Unfortunately, when examining the historical record of this event, most, if not all of the credit goes to José Antonio Echeverría leader of the student movement at the University of Havana and the DRE (Directorio Revolucionario Estudiantil) whose mission was to take over the top radio station in Cuba, Radio Reloj, and coordinate his message with the attack on the Presidential Palace.
His squad was successful in this part of the mission and the transmission announcing the coup did make it onto the airwaves briefly before being cut off by station management:
“At this very moment, revolutionaries have just executed the dictator Fulgencio Batista, in his own hideout, at the Presidential Palace! The Cuban people have settled their score! And we are the Directorio Revolucionario! Cubans who can hear me!
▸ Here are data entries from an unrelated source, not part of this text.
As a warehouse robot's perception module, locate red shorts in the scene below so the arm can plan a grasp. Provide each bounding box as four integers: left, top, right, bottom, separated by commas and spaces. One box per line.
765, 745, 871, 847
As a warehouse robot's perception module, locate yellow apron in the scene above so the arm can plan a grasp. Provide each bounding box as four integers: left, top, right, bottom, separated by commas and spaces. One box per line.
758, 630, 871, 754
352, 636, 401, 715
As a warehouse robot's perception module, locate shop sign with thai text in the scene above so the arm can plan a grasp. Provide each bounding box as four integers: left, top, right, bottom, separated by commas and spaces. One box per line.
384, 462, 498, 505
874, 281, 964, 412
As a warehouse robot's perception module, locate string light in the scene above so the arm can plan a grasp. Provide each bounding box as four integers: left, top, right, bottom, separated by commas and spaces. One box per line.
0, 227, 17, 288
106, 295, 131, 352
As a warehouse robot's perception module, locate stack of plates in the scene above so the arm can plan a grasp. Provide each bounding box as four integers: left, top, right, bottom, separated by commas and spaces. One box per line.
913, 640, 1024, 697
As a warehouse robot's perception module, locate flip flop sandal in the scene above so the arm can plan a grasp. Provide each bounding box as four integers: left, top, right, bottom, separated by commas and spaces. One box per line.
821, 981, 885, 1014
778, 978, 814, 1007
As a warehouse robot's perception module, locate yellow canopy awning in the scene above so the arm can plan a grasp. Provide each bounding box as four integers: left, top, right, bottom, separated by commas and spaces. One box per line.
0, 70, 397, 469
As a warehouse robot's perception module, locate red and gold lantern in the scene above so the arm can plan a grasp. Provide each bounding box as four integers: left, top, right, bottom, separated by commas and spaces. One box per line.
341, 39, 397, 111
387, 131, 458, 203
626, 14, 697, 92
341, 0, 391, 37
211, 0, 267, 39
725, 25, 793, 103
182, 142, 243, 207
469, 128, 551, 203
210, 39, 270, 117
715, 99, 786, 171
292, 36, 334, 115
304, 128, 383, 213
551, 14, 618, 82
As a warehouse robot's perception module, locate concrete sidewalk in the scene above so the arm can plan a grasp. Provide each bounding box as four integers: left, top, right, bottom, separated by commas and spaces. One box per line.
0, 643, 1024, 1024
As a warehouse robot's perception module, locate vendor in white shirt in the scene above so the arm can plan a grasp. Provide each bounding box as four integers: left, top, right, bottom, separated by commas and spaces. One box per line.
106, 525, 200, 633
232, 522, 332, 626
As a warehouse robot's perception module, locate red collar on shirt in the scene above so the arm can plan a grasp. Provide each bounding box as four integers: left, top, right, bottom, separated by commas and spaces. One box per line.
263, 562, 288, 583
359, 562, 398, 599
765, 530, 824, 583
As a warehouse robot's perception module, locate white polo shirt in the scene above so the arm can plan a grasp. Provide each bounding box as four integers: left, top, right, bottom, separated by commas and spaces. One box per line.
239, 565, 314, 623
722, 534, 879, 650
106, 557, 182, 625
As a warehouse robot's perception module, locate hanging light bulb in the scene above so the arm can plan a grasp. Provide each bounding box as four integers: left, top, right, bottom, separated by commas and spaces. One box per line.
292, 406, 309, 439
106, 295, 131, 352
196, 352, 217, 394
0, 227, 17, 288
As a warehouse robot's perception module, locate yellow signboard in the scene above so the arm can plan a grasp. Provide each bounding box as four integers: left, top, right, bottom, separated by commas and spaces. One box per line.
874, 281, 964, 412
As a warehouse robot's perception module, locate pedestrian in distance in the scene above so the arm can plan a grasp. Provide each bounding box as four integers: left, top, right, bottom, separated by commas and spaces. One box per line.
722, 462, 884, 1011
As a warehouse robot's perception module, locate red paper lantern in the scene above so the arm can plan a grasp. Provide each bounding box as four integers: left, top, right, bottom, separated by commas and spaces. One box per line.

We have just eliminated the dictator!”
The truth of the matter is, however, that even though José Antonio Echeverría did risk everything and was felled by Batista forces, it was Carlos Gutiérrez Menoyo who was the tip of the spear of the operation, who arrived at the Presidential Palace with guns blazing and was in Batista’s office within minutes. A stairway leading to the upper floors, unknown to its exact location to the raiders, is the only thing that saved the dictator from being overthrown by a maverick group of young university students who were fed up with Cuban dictatorships. A backup support squad that never showed up caused by logistical failure or perhaps even cowardice, sealed Carlos’s fate that day.